Benchmark for promotion.PDF
HAG Very Good Plus - two 'Outstanding' and. three 'Very Good' gnading in the ... iJ- *. No. II/7. NATIONAL FEDERATION OF INDIAN RAILI.YAYMEN (N,F,I,R,).

Scales to measure and benchmark service quality in ...
Design/methodology/approach – The second-order confirmatory factor analysis is employed to validate the instrument. SQ dimensions have been modeled which have significant impact on customer satisfaction (CS) separately from those which do not have

USATestprep, Inc. - Online State-Specific Review and Benchmark ...
3) Newton's second law states that F = m x a (Force is mass times acceleration). Which example ... A) NaOH C) bleach. B) blood D) lemon juice ... USATestprep, Inc. - Online State-Specific Review and Benchmark Testing.pdf. USATestprep, Inc.

BSC and benchmark development for an e-commerce ...
The Leipzig Graduate School of Management,. Handelshochschule Leipzig, Leipzig, Germany and. Hochschule Harz, Wernigerode, Germany. Abstract.

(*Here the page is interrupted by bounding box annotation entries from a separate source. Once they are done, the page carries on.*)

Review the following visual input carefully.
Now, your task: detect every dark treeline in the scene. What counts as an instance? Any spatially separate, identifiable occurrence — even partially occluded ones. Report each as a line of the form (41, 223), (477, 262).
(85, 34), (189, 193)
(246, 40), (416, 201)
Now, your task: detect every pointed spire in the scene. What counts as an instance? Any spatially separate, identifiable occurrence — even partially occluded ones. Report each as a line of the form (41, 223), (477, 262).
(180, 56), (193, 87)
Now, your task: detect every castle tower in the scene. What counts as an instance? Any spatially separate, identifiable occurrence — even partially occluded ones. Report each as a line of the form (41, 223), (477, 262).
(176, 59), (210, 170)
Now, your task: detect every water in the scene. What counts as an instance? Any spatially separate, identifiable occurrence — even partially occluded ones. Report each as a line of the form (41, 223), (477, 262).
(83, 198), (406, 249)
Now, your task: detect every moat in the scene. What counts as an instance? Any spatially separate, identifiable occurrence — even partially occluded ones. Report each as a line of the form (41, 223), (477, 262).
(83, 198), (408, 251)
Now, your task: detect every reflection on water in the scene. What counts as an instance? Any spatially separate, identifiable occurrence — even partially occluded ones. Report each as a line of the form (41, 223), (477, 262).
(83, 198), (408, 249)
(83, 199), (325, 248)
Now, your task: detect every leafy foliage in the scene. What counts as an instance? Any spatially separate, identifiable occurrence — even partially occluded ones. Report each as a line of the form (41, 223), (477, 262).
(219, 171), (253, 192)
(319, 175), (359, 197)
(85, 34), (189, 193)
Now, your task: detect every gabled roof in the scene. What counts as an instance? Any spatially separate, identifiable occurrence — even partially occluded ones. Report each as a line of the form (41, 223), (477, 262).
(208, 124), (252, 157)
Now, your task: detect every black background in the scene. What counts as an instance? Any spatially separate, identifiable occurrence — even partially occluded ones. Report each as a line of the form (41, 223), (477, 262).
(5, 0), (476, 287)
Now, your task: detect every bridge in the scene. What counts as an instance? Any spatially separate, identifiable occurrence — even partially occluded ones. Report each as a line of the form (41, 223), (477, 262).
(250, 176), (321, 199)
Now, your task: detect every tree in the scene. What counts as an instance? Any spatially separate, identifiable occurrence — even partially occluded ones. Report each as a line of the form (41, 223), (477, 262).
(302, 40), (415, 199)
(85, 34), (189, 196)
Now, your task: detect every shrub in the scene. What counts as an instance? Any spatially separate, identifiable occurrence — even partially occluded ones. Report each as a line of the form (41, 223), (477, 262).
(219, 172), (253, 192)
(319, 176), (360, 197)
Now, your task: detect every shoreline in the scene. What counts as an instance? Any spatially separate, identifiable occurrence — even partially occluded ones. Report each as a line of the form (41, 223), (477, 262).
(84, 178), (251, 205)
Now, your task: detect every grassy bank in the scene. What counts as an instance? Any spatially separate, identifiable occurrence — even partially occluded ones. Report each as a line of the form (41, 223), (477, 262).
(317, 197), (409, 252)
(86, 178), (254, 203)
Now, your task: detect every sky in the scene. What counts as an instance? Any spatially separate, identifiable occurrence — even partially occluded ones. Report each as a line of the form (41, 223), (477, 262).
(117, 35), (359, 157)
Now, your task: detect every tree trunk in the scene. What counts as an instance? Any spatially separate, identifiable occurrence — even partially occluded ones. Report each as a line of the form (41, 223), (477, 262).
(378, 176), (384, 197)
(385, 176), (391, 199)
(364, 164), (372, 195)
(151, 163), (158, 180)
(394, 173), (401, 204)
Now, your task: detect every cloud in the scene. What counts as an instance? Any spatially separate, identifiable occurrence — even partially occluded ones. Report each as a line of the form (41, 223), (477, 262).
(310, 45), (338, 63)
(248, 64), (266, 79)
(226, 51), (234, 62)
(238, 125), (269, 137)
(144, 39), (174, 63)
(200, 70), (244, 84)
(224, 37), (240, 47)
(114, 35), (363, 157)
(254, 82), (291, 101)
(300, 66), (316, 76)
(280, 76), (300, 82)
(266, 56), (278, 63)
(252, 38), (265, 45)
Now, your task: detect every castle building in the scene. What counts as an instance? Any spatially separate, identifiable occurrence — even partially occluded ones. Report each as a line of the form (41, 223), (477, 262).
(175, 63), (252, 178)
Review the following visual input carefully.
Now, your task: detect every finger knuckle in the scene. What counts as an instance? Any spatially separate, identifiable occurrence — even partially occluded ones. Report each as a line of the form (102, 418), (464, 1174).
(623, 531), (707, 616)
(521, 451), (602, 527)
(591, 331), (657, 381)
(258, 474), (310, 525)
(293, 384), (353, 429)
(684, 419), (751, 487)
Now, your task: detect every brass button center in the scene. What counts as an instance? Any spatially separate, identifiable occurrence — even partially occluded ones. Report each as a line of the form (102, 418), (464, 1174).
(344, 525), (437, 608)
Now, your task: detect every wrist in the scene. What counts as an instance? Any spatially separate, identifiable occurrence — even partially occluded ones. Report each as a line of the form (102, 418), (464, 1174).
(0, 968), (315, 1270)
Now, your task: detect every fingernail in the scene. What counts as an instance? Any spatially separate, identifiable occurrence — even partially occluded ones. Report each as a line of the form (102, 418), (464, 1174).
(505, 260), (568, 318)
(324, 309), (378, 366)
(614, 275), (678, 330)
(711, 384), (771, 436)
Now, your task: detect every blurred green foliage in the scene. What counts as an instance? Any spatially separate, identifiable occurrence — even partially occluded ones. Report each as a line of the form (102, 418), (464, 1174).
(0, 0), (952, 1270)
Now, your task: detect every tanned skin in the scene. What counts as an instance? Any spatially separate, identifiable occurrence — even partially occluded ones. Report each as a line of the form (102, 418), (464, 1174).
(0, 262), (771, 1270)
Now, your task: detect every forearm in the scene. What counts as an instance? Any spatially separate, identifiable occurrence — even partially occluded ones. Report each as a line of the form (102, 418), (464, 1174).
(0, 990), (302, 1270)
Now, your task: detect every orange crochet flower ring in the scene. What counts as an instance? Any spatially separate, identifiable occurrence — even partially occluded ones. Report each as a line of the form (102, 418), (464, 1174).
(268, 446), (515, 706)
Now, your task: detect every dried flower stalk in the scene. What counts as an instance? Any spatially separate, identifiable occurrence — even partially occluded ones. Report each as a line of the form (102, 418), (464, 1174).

Benchmark Litigation Recognizes Multiple Snell & Wilmer Offices and ...
Oct 5, 2016 - Snell & Wilmer was “Highly Recommended” for its Arizona and Utah ... Mark O. Morris - Local Litigation Star, Utah ... For more information,.

8th Grade Winter Benchmark Poem and Excerpt.pdf
else in the wodd care whether I win or lose? Page 1 of 1. 8th Grade Winter Benchmark Poem and Excerpt.pdf. 8th Grade Winter Benchmark Poem and Excerpt.

Benchmark Litigation Recognizes Multiple Snell & Wilmer Offices and ...
Oct 5, 2016 - Warren E. Platt - Local Litigation Star, California ... publicly traded corporations to small businesses, individuals and entrepreneurs. For more ...

2016 racetrack casino benchmark report - Pennsylvania Gaming ...
new and renovated racing facilities. These new facilities such ... agricultural economy as horsemen do business within the Commonwealth by ... new racetrack casino properties and increased wagering ... impact on Pennsylvania racing and continues to b

Dutch Gov Benchmark Bonds.pdf
Dutch Gov Benchmark Bonds.pdf. Dutch Gov Benchmark Bonds.pdf. Open. Extract. Open with. Sign In. Main menu. Displaying Dutch Gov Benchmark Bonds.pdf.

Belgium Gov Benchmark Bonds.pdf
There was a problem loading more pages. Retrying... Belgium Gov Benchmark Bonds.pdf. Belgium Gov Benchmark Bonds.pdf. Open. Extract. Open with. Sign In.